I Know My Child is Using:
1. Get Focused
Parent Checklist: What Should I Do First?
1. Talk with your spouse/partner or the other parent.
Reach an agreement with your spouse beforehand. We're all familiar with the kid's trick of going to the other parent when one says no. There are similar issues with drug and alcohol use—you will certainly hear about it if your spouse has different attitudes. It's best for you and your spouse to sit down to come to a common stance on drug and alcohol use before you talk about the issue with your teen.

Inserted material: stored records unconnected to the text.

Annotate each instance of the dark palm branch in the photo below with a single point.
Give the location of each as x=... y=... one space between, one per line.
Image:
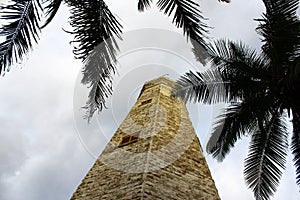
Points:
x=188 y=17
x=51 y=10
x=238 y=119
x=95 y=28
x=207 y=87
x=295 y=145
x=280 y=31
x=236 y=71
x=144 y=4
x=23 y=19
x=267 y=156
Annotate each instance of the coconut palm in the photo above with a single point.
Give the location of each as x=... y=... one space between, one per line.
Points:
x=93 y=24
x=261 y=91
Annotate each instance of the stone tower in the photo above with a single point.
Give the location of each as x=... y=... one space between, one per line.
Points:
x=155 y=154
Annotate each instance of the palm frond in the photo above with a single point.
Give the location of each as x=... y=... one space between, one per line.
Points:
x=188 y=17
x=280 y=31
x=207 y=87
x=295 y=145
x=238 y=59
x=51 y=10
x=21 y=31
x=95 y=28
x=267 y=156
x=239 y=118
x=144 y=4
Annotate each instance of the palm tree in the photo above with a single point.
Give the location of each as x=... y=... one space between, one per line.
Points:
x=261 y=91
x=93 y=24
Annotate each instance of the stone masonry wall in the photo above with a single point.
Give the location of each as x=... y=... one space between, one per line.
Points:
x=155 y=154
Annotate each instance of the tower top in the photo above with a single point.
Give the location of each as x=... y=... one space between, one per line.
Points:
x=160 y=81
x=154 y=154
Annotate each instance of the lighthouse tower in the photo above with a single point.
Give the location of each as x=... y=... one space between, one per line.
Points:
x=154 y=154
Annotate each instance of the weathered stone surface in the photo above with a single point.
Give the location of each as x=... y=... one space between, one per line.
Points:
x=155 y=154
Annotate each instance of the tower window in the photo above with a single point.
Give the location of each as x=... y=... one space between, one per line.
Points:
x=146 y=102
x=128 y=139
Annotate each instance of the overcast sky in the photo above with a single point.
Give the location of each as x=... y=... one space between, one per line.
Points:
x=46 y=148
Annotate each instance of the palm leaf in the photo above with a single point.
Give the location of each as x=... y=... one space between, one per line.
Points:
x=144 y=4
x=280 y=31
x=267 y=156
x=52 y=9
x=207 y=87
x=238 y=119
x=295 y=146
x=21 y=31
x=95 y=28
x=188 y=17
x=238 y=59
x=236 y=72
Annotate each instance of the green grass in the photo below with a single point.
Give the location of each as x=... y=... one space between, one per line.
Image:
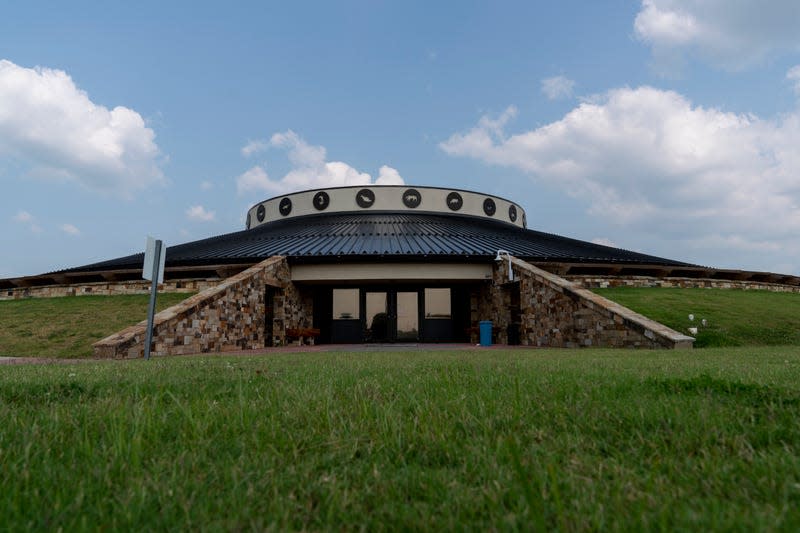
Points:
x=735 y=317
x=67 y=327
x=495 y=440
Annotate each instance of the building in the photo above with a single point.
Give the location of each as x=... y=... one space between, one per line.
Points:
x=382 y=264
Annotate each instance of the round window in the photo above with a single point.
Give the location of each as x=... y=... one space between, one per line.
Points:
x=454 y=201
x=365 y=198
x=285 y=207
x=412 y=198
x=489 y=207
x=512 y=213
x=321 y=201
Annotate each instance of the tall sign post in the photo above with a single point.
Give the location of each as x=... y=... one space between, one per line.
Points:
x=153 y=269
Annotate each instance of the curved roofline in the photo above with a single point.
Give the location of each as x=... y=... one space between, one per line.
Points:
x=387 y=199
x=368 y=186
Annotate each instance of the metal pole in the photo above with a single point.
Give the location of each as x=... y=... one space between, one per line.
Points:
x=151 y=309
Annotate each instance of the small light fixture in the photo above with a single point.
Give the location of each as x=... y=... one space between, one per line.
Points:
x=499 y=257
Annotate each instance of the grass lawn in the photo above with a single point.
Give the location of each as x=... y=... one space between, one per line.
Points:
x=67 y=327
x=735 y=317
x=517 y=439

- Talk it over with your spouse or significant other beforehand
- Remind each other that nobody is to blame
- Come to an agreement on the position you'll take
- Even if you disagree, commit to presenting a united front
- Pledge not to undermine or bad talk each other
- Expect denial and possibly anger
- Remind each other to come from a place of love when talking to your teen
2. Prepare to be called a hypocrite.
The important thing is you don't want your teen doing drugs or drinking. One of the questions you'll be sure to be asked is whether or not you have done drugs yourself. There are many responses if you experimented in the past. Today's drugs are much stronger than they were when you were young. You can say that you're sorry, and wish you had never tried drugs. Just don't let your teen manipulate you into a position where your response becomes a justification for them to use.
- Focus on the issue at hand—you don't want your teen doing drugs or drinking
- Be honest—but be sure they know you don't want them using
- If you use tobacco and your child calls you on this, mention that you are an adult, and yes, you can do this since it's legal—but you understand that you shouldn't and it's not healthy. Underscore how hard it is to stop as an adult and that you want to help your child to avoid making the same mistakes.
- If you're in recovery, think of your past experiences as a gift you can use to impact your child. Tell your teen, "I did these things but I made wrong choices and I want you to learn the lessons from my mistakes."
3. Gather any evidence.
Evidence or no, it's good to talk to your teen about doing drugs and drinking. You've probably come to this site because you have found evidence that your teenager is using. But what will happen if your teen says it belongs to someone else? It's good to anticipate all the different ways your teenager might try to deny usage. But in any case, you should bring the subject up.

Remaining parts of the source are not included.